Personal information
- Full name: Benjamin Gardiner
- Born: Yamba, New South Wales, Australia

Coaching information
Club
| Years | Team | Gms | W | D | L | W% |
| 2022 | Wests Tigers | 1 | 0 | 0 | 1 | 0 |
Representative
| Years | Team | Gms | W | D | L | W% |
| 2023 | New Zealand Māori | 1 | 0 | 0 | 1 | 0 |
| 2023– | Samoa | 7 | 1 | 0 | 6 | 14 |
- Source: As of 30 December 2025

= Ben Gardiner =

Australian professional rugby league coach

Ben Gardiner is an Australian professional rugby league coach who is the head coach of at international level.

He is the assistant coach of the Perth Bears who are scheduled to enter the expanded NRL in 2027.
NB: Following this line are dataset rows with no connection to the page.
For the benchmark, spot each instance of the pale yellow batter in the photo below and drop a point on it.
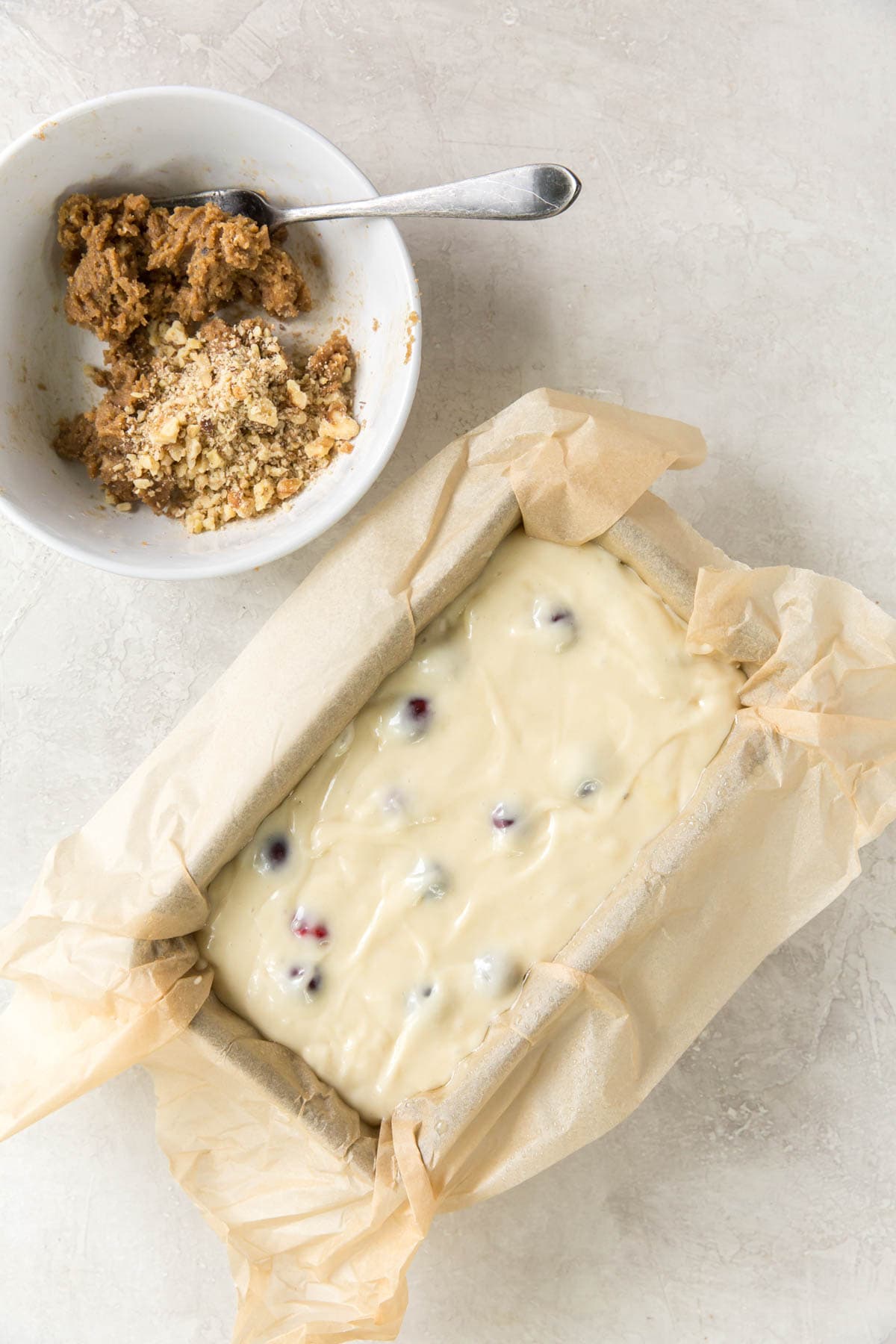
(473, 815)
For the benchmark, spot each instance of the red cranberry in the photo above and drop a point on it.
(304, 927)
(413, 718)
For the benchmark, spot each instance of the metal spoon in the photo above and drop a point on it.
(535, 191)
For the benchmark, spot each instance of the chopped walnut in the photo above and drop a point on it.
(213, 426)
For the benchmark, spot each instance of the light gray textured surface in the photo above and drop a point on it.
(729, 262)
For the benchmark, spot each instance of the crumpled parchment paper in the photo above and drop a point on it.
(320, 1213)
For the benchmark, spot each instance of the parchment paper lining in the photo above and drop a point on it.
(319, 1213)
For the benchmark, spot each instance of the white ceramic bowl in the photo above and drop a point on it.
(163, 141)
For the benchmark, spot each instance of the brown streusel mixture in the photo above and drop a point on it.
(129, 262)
(213, 426)
(205, 425)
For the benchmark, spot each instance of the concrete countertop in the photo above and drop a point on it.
(729, 264)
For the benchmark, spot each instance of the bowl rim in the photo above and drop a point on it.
(314, 524)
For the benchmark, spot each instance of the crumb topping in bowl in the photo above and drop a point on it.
(213, 426)
(210, 423)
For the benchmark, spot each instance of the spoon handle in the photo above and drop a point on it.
(535, 191)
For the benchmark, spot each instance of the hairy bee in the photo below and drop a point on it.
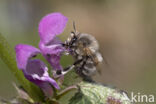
(85, 50)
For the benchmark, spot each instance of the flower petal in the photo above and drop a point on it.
(23, 53)
(52, 52)
(51, 25)
(37, 72)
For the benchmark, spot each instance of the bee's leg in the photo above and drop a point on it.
(59, 73)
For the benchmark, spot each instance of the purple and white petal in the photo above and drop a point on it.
(51, 25)
(52, 53)
(37, 72)
(24, 53)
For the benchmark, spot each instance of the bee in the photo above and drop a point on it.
(85, 50)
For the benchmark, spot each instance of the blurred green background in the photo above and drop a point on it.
(125, 30)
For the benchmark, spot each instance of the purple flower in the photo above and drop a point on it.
(50, 47)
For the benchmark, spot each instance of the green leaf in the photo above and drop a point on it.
(8, 56)
(92, 93)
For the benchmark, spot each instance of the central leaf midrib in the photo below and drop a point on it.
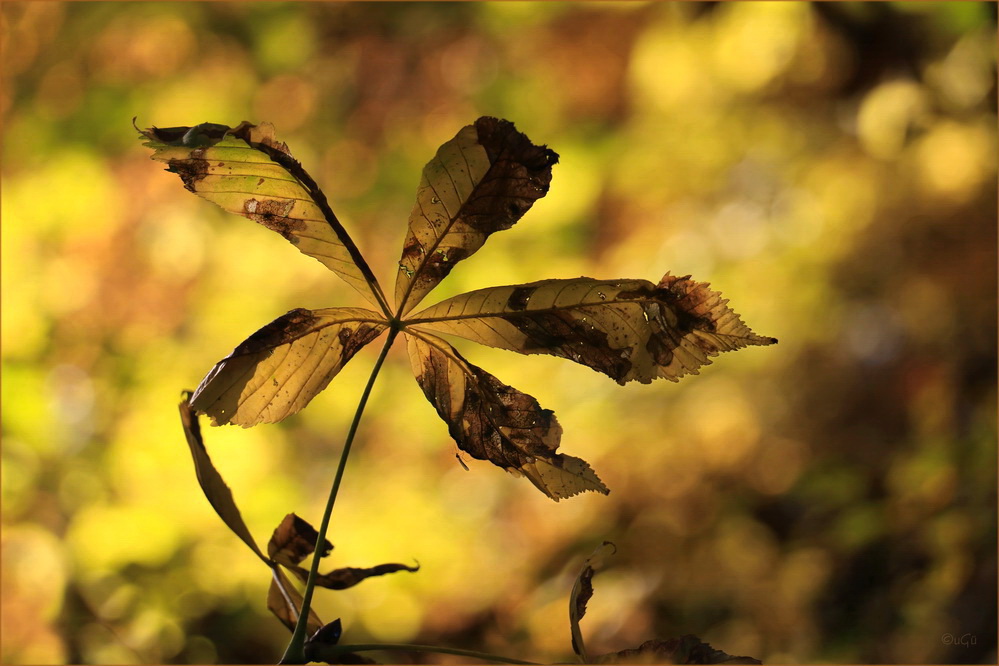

Gardiner has previously coached the Wests Tigers in the National Rugby League and the New Zealand Māori at representative level. He has also been the head coach at the North Sydney Bears and the Wests Tigers in the NSW Cup. He held coaching roles at the Sydney Roosters, Cronulla Sharks, South Sydney Rabbitohs and the Wests Tigers, as well as being the assistant coach at the Penrith Panthers where he was part of the team that won the 2023 and 2024 premierships. Gardiner was also on the Kiwis coaching staff for 22 test matches.